1966, Italy & Spain, Sergio Corbucci, 92 min.
Starring: Franco Nero, José Bódalo, Loredana Nusciak
Introduced by Vanity Fair deputy editor Bruce Handy
Free ticket with a $7 bar minimum
About the Speaker
Bruce Handy is currently a deputy editor of Vanity Fair. Prior to joining the magazine in 1999, he was a senior writer and editor at Time, where he wrote a column on society and popular culture and edited the magazine’s arts coverage. His articles, essays and reviews have appeared in such publications as The New York Times Magazine, The New York Times Book Review, New York, Rolling Stone, Vogue, The Village Voice, and The New Yorker.
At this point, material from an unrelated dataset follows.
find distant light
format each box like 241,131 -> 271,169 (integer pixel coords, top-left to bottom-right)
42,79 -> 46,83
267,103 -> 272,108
He has also contributed multiple pieces to the New York Times op-ed page and is currently writing a book for Simon & Schuster on the subject of children’s books.
Handy began his career at Spy magazine as a writer and editor in 1986. His article “A Spy Guide to Post Modernism” was a finalist for a National Magazine Award in 1989. He was nominated for an Emmy in 1993 as a member of Saturday Night Live’s writing staff. He won a GLAAD Award in 1998 for his “Yep I’m Gay” cover profile of Ellen DeGeneres. At Vanity Fair, he has edited two National Magazine Award-winning articles and has written on topics and personalities as diverse as Mad Men, Larry Flynt, the composer John Barry, PeeWee Herman, Miley Cyrus, the J.T. Leroy hoax, Cinerama, and the history of flight attendants. He also writes a weekly column on pop culture for vanityfair.com.
A native of California and a graduate of Stanford University, Bruce Handy lives in Manhattan with his wife, novelist Helen Schulman, and their two children.